General Discussion
In reply to the discussion: I AM worse off than I was four years ago. I have [View all]magical thyme
(14,881 posts)I spent the W years in free fall after the high tech crash / 911 crash. Career gone, too old to get re-hired, to young to retire, right when I *should* have been in my "peak earning" years.
I ran through *all* my liquid savings. All that's left is my house, which I own outright (as opposed to having IRAs).
And then starting in '08 as I approached flat broke, instead of dumping my house I decided to take on student loan debt for allied health care, based on Obama's hope campaign.
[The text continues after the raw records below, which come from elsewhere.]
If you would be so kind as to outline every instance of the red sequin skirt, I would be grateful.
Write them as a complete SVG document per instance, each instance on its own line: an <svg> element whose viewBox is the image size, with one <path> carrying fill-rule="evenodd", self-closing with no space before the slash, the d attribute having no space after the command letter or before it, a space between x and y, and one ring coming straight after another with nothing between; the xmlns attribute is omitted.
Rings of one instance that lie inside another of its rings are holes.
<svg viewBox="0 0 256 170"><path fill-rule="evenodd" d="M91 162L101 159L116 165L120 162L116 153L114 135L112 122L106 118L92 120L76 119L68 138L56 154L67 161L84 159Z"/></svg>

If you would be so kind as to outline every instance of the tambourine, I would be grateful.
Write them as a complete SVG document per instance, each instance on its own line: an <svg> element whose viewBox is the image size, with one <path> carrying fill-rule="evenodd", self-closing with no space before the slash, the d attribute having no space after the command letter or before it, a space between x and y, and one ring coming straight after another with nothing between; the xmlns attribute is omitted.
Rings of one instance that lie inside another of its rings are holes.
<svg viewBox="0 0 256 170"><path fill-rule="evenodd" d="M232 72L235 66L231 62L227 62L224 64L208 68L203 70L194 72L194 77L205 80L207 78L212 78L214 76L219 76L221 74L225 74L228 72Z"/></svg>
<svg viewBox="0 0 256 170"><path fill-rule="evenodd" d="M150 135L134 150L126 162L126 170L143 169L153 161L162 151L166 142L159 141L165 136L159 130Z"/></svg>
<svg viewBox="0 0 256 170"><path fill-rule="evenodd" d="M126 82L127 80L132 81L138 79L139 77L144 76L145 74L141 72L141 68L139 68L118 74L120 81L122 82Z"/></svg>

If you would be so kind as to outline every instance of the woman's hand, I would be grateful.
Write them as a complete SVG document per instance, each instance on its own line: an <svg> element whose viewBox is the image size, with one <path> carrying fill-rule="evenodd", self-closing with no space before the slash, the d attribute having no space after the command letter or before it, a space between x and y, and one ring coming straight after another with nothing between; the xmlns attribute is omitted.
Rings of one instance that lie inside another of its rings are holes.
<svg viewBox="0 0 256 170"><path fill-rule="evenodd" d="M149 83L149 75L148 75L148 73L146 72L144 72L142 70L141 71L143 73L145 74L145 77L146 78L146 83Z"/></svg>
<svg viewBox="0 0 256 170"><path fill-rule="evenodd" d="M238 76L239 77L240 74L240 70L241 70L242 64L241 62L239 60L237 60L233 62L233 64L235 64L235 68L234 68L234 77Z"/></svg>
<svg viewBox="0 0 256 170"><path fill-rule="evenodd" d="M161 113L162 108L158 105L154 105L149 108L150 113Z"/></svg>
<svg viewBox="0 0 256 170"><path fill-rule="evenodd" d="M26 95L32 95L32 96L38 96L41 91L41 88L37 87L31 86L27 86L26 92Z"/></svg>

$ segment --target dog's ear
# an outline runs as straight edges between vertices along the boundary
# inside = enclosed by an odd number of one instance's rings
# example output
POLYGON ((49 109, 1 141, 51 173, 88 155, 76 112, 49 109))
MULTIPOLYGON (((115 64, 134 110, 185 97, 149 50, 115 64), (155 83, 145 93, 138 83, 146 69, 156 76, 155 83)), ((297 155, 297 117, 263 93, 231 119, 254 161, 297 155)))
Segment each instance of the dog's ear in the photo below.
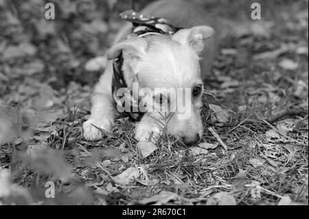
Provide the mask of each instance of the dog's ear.
POLYGON ((146 54, 148 41, 144 38, 130 36, 130 38, 115 44, 107 53, 107 59, 111 60, 117 57, 122 52, 131 58, 141 58, 146 54))
POLYGON ((189 45, 196 54, 204 49, 204 41, 211 37, 215 31, 208 26, 197 26, 178 31, 172 37, 174 41, 183 45, 189 45))

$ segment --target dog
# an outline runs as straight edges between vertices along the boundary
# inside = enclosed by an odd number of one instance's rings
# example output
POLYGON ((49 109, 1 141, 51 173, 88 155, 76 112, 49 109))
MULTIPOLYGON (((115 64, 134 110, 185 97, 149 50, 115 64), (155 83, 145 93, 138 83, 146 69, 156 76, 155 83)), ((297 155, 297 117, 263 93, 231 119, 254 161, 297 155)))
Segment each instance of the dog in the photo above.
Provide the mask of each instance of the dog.
POLYGON ((110 132, 115 118, 122 115, 112 93, 115 62, 122 56, 119 71, 124 84, 129 90, 137 84, 138 89, 150 91, 141 97, 143 104, 151 105, 147 103, 152 101, 151 108, 145 106, 146 110, 136 125, 135 139, 156 141, 165 132, 193 145, 203 132, 201 116, 203 80, 211 67, 217 45, 215 30, 209 26, 201 5, 182 0, 153 2, 139 16, 143 14, 162 18, 172 27, 182 28, 170 35, 143 37, 127 37, 133 28, 130 23, 121 29, 108 51, 109 61, 105 71, 94 88, 91 116, 83 124, 84 137, 100 139, 103 134, 98 128, 110 132), (176 95, 167 92, 168 89, 176 91, 176 95), (174 107, 160 111, 162 106, 172 105, 174 107), (180 105, 183 111, 179 111, 180 105), (159 110, 151 111, 154 107, 159 110), (187 116, 183 116, 183 109, 190 113, 187 116))

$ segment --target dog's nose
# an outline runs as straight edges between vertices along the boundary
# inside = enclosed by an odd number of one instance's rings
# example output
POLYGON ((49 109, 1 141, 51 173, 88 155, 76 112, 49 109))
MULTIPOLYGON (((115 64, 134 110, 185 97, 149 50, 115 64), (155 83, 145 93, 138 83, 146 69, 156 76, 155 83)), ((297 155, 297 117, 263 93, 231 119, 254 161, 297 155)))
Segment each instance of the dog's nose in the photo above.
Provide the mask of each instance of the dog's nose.
POLYGON ((186 144, 188 145, 194 145, 196 143, 198 142, 198 141, 200 141, 200 135, 198 135, 198 133, 197 133, 196 135, 194 135, 193 137, 185 137, 184 139, 184 141, 186 144))

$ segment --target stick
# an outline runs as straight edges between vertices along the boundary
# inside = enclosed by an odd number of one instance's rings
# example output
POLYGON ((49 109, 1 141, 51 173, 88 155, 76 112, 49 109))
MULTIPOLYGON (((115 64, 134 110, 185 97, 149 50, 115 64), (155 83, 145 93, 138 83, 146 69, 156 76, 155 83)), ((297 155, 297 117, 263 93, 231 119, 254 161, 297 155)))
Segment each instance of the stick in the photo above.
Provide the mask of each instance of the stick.
POLYGON ((208 130, 211 132, 212 135, 217 139, 218 142, 225 149, 225 150, 227 150, 227 145, 221 140, 220 138, 219 135, 218 135, 217 132, 212 128, 212 127, 208 127, 208 130))

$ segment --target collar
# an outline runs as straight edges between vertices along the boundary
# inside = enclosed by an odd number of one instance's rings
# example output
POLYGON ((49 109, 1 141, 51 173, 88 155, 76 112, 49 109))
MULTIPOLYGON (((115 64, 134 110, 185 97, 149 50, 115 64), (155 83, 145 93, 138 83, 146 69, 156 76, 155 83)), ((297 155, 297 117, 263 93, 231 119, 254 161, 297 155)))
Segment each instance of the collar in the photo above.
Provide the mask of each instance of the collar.
MULTIPOLYGON (((131 22, 133 25, 131 35, 139 37, 145 37, 149 35, 169 35, 172 36, 181 28, 173 27, 165 19, 154 16, 145 16, 133 10, 127 10, 119 14, 122 19, 131 22)), ((124 58, 122 53, 113 60, 113 80, 112 95, 116 106, 124 107, 124 104, 130 104, 130 112, 126 113, 130 119, 139 120, 144 113, 141 112, 139 104, 141 100, 135 100, 132 91, 124 92, 122 95, 117 96, 117 91, 122 88, 127 88, 122 71, 124 58), (124 101, 122 101, 121 100, 124 101)))

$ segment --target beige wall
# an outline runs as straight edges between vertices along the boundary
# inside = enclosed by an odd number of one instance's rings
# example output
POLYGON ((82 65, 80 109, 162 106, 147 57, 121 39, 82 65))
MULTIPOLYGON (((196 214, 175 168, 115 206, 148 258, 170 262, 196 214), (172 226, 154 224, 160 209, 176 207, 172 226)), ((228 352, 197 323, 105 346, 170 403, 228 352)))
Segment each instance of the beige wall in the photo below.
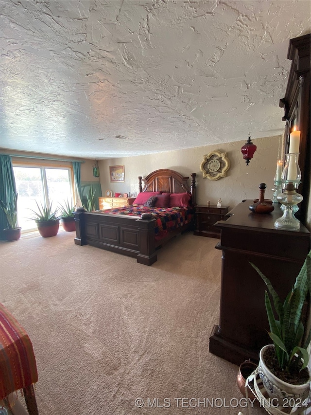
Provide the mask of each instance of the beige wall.
POLYGON ((258 198, 258 186, 262 182, 266 183, 266 196, 271 198, 273 194, 271 189, 281 140, 281 136, 277 136, 253 140, 257 150, 248 166, 241 152, 241 148, 246 140, 146 156, 102 160, 99 162, 102 189, 103 192, 111 189, 121 193, 137 193, 138 176, 144 177, 157 169, 170 168, 184 176, 197 173, 198 204, 205 204, 209 200, 211 204, 216 204, 221 198, 223 205, 233 208, 243 199, 258 198), (215 149, 227 153, 231 167, 226 177, 213 181, 203 178, 200 166, 203 156, 215 149), (109 166, 120 164, 124 165, 125 182, 110 183, 109 166))

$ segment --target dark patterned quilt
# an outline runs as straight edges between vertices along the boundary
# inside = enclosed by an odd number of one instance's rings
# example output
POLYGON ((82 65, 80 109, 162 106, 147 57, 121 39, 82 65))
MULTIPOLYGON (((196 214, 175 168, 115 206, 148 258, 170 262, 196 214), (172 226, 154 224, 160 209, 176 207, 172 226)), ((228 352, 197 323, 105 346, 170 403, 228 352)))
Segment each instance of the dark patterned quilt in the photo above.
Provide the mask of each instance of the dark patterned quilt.
POLYGON ((141 206, 128 206, 123 207, 100 210, 103 214, 128 215, 140 217, 143 213, 150 213, 156 219, 155 234, 158 237, 165 236, 168 231, 183 226, 193 220, 194 210, 192 208, 149 208, 141 206))

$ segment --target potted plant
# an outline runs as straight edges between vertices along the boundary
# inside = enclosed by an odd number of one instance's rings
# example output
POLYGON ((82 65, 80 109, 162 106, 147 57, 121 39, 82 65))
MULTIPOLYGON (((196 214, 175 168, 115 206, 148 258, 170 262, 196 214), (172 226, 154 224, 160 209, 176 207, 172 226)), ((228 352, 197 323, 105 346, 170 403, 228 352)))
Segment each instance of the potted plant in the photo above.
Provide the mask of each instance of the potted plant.
POLYGON ((67 200, 63 205, 60 206, 60 222, 66 232, 71 232, 76 230, 73 214, 76 206, 76 204, 73 204, 72 200, 71 202, 67 200))
POLYGON ((260 352, 259 373, 270 396, 303 401, 309 391, 307 366, 310 327, 301 321, 305 300, 310 287, 311 253, 308 254, 294 286, 282 304, 269 279, 253 264, 251 265, 265 283, 278 316, 276 320, 270 299, 266 291, 265 304, 273 344, 260 352))
POLYGON ((95 189, 91 185, 88 193, 86 197, 85 208, 88 212, 92 212, 95 210, 95 189))
POLYGON ((14 193, 12 198, 6 203, 0 200, 0 206, 8 223, 8 227, 3 229, 5 238, 7 241, 17 241, 21 232, 17 221, 17 193, 14 193))
POLYGON ((53 209, 52 202, 49 201, 46 205, 41 203, 39 205, 36 200, 35 203, 37 211, 30 209, 33 215, 29 219, 35 220, 39 233, 44 238, 49 238, 57 235, 59 229, 58 208, 53 209))

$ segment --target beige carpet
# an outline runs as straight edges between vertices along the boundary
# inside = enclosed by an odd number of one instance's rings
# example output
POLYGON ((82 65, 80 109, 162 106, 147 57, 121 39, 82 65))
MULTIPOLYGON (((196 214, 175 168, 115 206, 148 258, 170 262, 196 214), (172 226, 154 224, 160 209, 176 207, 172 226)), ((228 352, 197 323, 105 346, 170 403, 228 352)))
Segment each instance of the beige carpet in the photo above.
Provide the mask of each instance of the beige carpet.
POLYGON ((73 237, 0 244, 0 302, 32 341, 40 415, 265 413, 233 407, 242 397, 238 367, 208 352, 218 322, 217 239, 181 235, 146 267, 73 237))

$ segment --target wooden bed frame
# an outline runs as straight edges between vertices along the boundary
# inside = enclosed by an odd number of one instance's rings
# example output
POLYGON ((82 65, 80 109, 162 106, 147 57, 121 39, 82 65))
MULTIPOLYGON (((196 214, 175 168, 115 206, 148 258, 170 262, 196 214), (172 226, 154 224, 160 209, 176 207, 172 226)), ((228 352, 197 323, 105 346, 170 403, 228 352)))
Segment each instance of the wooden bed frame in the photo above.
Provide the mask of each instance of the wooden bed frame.
MULTIPOLYGON (((145 179, 138 177, 141 192, 160 192, 181 193, 190 192, 192 204, 195 205, 195 177, 191 174, 190 187, 189 177, 168 169, 156 170, 145 179), (143 188, 142 182, 144 183, 143 188)), ((74 212, 76 245, 88 244, 102 249, 127 255, 137 258, 137 262, 152 265, 156 261, 156 250, 177 234, 191 228, 192 223, 177 228, 168 233, 158 241, 155 239, 155 219, 138 219, 137 217, 121 216, 98 212, 86 212, 83 208, 74 212)))

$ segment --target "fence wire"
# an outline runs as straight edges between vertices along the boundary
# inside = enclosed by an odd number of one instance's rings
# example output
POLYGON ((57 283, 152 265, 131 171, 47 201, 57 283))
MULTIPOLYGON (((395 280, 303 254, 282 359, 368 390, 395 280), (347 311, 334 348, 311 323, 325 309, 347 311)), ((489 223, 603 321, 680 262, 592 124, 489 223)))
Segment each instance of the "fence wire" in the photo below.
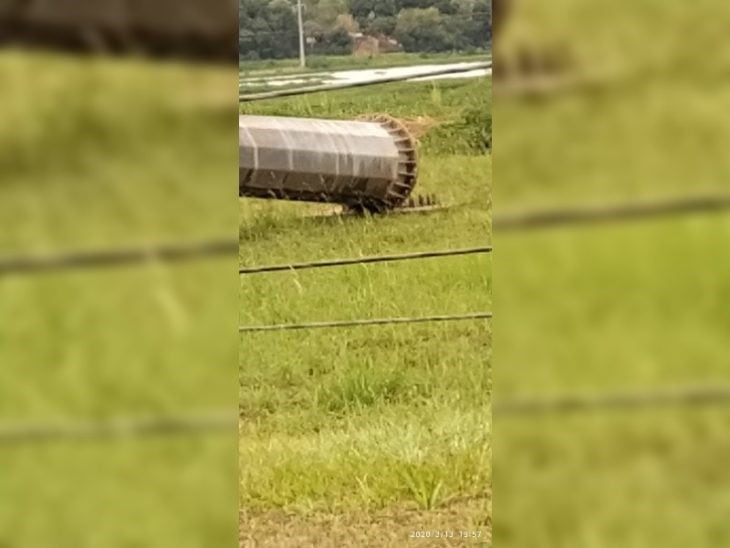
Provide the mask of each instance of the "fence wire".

I'm better off in that I'm no longer in free-fall and am barely treading water. On the one hand, thanks to the student loan debt and humongous work on my part, I'm part-time employed at hourly rates I made back in the early 80s. The student loans would have sunk me except for the income-based repayment program. And now my hours are being cut from half-time to about 1/3 time, so unless I'm able to sell my home, I'm going to have to find ways to cut even more expenses. I'm running out of ideas. I already cook solar and freeze my food throughout the summer to reduce my fuel use in the winter. My pets are downsizing through attrition. I hold my breath every time my elderly cat looks like maybe she's expired in her sleep...and am saddened by my mixed feelings when she wakes up purring. Her food is another $25/month.
It hurts me to see how many people out there -- including all my co-workers -- think the last 4 years have been horrible because they didn't didn't get raises, when so many of us have lost so much of what we'd worked for and earned and have no way to recoup the losses.
I've lived your pain for the last 10 years.